The whole JSON request body. If you change any field — amount, beneficiary
details, metadata — and reuse the same Idempotency-Key, you get
409 IDEMPOTENCY_KEY_REUSED. That is intentional: it surfaces caller bugs
(e.g. you re-derived the amount but kept the key) instead of silently paying
out something different from the original intent.
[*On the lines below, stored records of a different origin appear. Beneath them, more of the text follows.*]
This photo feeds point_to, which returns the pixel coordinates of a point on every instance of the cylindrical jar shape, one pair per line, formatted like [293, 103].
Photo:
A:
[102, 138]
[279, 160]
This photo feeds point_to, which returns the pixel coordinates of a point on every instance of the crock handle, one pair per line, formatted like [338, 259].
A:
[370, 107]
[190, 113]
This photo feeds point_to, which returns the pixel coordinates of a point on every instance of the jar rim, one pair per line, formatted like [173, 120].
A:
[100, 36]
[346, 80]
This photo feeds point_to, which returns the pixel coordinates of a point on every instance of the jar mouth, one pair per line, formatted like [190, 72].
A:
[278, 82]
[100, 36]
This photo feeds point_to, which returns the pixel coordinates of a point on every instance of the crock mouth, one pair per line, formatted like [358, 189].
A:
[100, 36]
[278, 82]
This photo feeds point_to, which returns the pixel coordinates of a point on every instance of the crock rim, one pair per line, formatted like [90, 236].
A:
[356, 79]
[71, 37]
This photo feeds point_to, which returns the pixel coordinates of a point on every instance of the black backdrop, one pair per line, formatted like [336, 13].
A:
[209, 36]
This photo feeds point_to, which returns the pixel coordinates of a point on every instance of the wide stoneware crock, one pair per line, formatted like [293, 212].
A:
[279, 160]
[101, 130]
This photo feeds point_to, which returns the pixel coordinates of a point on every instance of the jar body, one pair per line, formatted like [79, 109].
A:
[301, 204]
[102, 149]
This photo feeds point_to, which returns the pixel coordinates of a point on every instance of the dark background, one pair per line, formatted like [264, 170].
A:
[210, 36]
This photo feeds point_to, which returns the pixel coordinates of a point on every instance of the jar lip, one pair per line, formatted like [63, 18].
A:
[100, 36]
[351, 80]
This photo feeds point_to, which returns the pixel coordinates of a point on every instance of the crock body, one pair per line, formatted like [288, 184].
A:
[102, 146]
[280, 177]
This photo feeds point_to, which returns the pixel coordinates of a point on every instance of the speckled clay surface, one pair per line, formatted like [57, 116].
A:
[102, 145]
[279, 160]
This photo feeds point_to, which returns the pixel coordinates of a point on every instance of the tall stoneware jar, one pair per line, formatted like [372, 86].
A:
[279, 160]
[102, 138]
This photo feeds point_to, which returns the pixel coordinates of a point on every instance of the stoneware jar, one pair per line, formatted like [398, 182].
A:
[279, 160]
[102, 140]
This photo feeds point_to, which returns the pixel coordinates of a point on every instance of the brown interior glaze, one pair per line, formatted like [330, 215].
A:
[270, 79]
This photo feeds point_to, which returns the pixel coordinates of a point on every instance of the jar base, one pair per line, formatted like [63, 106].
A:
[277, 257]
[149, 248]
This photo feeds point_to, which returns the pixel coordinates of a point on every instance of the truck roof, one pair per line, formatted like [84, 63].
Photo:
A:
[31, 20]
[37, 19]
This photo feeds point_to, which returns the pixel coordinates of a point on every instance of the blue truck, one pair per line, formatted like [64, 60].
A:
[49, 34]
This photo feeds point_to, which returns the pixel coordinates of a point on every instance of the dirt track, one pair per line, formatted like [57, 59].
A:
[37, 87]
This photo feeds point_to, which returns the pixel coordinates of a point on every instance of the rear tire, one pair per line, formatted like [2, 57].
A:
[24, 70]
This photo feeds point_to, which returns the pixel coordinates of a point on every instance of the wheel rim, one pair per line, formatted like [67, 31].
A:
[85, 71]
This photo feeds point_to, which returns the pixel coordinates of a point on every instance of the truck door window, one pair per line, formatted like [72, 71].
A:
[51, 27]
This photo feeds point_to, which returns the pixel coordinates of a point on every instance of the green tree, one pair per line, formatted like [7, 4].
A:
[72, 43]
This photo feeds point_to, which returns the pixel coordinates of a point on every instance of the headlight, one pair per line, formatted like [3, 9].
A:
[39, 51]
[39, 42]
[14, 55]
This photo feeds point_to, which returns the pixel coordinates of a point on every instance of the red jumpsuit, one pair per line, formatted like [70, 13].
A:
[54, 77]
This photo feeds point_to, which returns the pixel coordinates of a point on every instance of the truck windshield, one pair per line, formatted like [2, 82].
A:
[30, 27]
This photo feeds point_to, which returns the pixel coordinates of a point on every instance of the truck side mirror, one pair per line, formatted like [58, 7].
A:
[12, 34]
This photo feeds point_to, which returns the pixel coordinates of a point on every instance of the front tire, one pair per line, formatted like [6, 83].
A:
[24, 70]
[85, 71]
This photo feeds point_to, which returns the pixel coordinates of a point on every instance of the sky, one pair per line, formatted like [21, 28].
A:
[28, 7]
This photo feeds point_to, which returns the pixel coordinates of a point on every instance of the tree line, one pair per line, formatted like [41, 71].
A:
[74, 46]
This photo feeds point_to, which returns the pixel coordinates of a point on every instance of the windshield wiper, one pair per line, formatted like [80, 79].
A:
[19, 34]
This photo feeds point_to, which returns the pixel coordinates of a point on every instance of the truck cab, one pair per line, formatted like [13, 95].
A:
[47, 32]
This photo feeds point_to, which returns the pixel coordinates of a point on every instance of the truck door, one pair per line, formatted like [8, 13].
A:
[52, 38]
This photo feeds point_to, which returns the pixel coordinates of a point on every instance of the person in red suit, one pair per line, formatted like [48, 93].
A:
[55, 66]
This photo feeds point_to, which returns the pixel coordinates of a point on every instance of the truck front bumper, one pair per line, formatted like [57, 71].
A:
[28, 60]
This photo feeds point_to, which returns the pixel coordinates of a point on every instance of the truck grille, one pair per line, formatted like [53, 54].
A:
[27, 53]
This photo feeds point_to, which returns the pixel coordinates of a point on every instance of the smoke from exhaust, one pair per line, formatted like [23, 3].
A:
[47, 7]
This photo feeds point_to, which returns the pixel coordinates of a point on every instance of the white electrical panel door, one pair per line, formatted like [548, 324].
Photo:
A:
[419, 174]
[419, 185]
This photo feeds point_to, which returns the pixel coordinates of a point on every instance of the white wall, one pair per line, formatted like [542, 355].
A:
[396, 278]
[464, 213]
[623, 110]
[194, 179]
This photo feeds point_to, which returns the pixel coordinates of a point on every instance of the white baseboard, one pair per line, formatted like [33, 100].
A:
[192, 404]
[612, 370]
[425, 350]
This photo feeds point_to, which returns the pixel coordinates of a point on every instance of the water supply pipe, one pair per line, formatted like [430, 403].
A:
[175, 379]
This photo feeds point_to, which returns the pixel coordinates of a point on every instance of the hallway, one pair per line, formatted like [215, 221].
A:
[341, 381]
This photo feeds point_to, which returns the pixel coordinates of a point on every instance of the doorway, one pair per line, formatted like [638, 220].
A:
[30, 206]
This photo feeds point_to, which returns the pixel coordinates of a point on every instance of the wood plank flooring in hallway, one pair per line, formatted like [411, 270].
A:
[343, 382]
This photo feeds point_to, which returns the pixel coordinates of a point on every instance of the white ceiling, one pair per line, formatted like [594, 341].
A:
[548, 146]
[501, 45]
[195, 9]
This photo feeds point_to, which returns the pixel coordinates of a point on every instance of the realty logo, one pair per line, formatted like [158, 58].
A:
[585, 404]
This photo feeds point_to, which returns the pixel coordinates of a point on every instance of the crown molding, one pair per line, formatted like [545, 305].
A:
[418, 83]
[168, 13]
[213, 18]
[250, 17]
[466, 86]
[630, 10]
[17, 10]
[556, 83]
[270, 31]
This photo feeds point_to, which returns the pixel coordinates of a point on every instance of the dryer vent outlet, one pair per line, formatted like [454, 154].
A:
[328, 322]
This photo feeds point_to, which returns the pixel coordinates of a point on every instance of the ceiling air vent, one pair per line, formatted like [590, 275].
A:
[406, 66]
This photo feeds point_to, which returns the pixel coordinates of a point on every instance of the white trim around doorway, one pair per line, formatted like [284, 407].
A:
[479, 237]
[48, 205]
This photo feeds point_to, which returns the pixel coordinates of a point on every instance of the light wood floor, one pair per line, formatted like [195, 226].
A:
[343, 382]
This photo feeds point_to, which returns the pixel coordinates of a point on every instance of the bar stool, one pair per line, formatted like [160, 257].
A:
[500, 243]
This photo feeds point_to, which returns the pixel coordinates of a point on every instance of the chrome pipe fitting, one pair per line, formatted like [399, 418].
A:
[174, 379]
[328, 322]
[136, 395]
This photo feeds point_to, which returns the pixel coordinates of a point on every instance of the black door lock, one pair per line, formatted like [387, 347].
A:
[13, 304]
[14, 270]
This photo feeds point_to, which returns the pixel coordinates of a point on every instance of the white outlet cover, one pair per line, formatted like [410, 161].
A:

Idempotency-Key vs. external_id
| Idempotency-Key | external_id |
|---|
| Where it lives | Request header | Request body |
| Required? | Optional | Required |
| Visible on the payout resource | No | Yes |
| Used to dedupe | Yes (preferred) | Yes (fallback) |
Searchable via GET /v1/payouts?external_id=... | No | Yes |
If you only ever set external_id (and skip the header), you still get full
idempotency. The header exists for cases where you want to retry the same
logical create with a fresh external_id — uncommon, but supported.
Idempotency window
Keys are remembered for the lifetime of the in-memory store. Since the v1
mock store is process-local and ephemeral, restarting the API drops all
idempotency keys. Don’t rely on the mock for cross-process deduplication
testing. The real dLocal-backed implementation will use a persistent
window (matching dLocal’s own retention).